Member of Parliament
- Incumbent
- Assumed office August 31, 2017
- Preceded by: Michael Aringo Onyura
- Constituency: Butula Constituency

Personal details
- Born: Butula Busia County, Kenya
- Party: ODM Azimio La Umoja
- Other political affiliations: NASA (before 2022)
- Alma mater: Kenya Methodist University
- Occupation: Politician
- Profession: Entrepreneur

= Joseph Maero Oyula =

Kenyan politician

Joseph Maero Oyula is a Kenyan politician currently serving as the Member of Parliament for Butula Constituency. He has held this position since August 31, 2017, representing the area under the Orange Democratic Movement (ODM) party.

==Political background==
Oyula contested the Butula Constituency parliamentary seat in the 2013 Kenyan general elections. In that election, he secured 10,936 votes, finishing second to Michael Aringo Onyura, who won with 12,325 votes.

In the 2017 general elections, Oyula successfully won the Butula Constituency seat under the (ODM) party.
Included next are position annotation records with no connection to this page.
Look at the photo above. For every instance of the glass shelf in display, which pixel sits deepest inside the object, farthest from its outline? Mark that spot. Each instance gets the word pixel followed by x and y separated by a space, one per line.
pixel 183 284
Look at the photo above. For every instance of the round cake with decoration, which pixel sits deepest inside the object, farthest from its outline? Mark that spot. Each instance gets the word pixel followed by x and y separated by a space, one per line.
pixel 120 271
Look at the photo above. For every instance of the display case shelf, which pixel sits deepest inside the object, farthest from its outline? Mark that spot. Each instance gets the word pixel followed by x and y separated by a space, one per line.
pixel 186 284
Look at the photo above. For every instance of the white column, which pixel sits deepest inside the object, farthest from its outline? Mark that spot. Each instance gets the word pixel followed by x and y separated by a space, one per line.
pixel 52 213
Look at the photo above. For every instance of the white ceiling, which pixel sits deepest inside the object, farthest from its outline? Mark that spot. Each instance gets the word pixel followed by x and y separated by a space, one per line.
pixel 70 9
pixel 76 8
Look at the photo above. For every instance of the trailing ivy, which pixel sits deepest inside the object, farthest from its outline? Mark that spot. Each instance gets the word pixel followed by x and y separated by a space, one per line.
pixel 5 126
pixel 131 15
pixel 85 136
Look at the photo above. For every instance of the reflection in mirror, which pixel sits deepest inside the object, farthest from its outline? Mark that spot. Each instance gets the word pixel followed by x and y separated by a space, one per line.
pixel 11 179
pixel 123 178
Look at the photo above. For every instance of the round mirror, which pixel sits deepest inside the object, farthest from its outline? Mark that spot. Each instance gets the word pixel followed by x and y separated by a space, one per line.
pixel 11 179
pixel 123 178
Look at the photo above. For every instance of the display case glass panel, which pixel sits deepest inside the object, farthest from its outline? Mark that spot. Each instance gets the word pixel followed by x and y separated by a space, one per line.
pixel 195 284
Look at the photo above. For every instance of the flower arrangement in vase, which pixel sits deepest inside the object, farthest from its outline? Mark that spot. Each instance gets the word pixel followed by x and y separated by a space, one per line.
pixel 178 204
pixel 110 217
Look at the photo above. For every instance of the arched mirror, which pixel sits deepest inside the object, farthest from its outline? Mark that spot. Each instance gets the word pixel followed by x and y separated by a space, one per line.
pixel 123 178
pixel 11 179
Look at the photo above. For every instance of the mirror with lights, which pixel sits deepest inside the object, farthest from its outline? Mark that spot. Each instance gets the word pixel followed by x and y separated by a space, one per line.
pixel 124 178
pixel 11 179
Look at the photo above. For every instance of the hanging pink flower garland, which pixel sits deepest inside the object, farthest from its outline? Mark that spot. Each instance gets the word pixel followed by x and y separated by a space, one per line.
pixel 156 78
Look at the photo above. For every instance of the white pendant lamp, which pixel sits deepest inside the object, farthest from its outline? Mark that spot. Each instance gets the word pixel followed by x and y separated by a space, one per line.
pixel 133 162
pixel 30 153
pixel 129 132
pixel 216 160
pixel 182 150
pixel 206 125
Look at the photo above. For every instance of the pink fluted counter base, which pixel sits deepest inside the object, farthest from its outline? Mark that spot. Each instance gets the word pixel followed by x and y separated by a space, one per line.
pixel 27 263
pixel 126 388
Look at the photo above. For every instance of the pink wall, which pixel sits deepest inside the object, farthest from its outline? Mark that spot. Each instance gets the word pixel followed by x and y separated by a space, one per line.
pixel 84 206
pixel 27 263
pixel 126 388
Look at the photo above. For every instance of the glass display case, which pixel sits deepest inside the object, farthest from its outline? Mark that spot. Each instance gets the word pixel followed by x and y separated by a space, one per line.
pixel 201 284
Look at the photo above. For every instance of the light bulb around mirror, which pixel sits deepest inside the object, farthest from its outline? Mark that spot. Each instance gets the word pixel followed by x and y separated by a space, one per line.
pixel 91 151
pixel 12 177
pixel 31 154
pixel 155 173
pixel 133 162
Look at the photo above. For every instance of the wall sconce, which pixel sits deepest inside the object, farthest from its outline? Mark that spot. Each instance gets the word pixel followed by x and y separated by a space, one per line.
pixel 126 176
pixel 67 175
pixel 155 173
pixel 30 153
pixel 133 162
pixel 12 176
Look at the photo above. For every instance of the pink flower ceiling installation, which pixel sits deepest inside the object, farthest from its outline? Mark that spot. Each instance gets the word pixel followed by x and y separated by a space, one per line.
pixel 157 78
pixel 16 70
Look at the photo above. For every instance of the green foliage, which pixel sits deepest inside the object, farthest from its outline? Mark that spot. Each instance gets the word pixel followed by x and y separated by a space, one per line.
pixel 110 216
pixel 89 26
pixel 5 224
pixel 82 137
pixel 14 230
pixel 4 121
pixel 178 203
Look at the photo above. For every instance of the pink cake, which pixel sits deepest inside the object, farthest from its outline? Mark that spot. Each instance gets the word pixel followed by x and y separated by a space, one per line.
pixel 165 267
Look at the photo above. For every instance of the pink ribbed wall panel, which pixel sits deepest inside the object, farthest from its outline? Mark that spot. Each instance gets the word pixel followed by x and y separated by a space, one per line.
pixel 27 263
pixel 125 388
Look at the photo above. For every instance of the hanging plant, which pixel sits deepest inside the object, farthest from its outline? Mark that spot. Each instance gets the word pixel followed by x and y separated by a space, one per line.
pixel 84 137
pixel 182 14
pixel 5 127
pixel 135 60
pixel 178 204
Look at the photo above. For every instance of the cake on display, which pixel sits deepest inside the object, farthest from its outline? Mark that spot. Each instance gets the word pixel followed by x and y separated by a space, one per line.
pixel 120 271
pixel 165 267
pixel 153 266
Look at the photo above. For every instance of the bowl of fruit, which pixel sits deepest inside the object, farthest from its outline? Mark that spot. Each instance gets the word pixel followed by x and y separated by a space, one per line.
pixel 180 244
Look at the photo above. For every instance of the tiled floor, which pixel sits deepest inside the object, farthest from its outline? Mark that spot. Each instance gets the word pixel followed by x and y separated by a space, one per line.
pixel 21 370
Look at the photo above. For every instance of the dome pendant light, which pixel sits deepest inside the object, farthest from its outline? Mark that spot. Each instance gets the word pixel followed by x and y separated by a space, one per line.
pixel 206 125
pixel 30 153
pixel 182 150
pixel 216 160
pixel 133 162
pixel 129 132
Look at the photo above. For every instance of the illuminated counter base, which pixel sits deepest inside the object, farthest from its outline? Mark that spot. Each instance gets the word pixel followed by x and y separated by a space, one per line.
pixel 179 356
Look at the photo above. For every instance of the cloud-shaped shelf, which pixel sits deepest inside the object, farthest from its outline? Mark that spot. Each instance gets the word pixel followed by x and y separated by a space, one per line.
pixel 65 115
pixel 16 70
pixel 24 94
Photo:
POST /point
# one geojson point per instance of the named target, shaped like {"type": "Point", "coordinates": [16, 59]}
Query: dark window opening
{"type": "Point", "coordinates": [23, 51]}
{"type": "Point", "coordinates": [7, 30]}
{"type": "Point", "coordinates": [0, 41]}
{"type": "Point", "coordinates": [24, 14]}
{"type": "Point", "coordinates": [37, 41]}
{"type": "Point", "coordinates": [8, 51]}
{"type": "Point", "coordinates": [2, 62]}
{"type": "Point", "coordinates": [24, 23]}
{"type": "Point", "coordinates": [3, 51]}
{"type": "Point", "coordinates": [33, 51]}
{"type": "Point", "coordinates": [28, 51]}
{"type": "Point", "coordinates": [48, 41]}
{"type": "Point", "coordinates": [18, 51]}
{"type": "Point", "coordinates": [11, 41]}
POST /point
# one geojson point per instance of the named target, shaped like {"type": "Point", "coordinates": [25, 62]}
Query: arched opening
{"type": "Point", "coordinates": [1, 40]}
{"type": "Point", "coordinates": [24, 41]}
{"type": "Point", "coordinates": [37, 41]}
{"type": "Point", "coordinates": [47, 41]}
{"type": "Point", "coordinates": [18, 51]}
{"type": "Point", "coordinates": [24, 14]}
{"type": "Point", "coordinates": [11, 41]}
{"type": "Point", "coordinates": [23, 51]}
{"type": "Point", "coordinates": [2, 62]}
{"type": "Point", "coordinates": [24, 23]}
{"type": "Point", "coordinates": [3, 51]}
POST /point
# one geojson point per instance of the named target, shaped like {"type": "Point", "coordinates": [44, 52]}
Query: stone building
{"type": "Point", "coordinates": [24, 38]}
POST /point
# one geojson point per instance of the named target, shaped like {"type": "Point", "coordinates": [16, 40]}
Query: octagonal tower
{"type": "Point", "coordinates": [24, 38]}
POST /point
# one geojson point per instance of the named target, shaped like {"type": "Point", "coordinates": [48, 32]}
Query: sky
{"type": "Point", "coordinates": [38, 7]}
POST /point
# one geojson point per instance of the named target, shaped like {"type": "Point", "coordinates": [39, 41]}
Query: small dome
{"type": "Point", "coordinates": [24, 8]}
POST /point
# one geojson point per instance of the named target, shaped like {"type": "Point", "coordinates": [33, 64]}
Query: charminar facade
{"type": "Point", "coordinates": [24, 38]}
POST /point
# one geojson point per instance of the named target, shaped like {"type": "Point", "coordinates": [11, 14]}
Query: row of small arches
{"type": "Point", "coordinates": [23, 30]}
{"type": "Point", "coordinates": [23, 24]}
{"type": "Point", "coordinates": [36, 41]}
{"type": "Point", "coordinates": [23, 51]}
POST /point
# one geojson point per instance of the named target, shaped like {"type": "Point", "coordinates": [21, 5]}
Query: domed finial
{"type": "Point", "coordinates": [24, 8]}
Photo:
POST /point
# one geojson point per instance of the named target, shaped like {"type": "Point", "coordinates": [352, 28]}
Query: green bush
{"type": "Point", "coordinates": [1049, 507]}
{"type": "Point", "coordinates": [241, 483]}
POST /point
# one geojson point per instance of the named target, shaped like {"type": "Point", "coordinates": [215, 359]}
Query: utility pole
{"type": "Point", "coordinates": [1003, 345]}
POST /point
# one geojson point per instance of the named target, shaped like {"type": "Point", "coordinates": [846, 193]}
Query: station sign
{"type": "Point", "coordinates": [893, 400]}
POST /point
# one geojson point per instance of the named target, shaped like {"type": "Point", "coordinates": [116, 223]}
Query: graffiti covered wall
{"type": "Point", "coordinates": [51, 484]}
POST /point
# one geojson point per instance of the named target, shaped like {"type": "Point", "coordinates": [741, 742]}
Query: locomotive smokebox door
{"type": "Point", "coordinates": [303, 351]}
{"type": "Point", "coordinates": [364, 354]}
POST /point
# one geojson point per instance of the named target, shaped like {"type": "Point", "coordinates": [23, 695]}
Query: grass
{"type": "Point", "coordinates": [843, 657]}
He assumed office on August 31, 2017, becoming the Member of Parliament for Butula Constituency.

Since his election, Oyula has been actively involved in legislative and development initiatives. He is a member of key parliamentary committees, including the Departmental Committee on Finance and National Planning and the National Government Constituencies Development Committee, where he contributes to financial oversight and constituency development.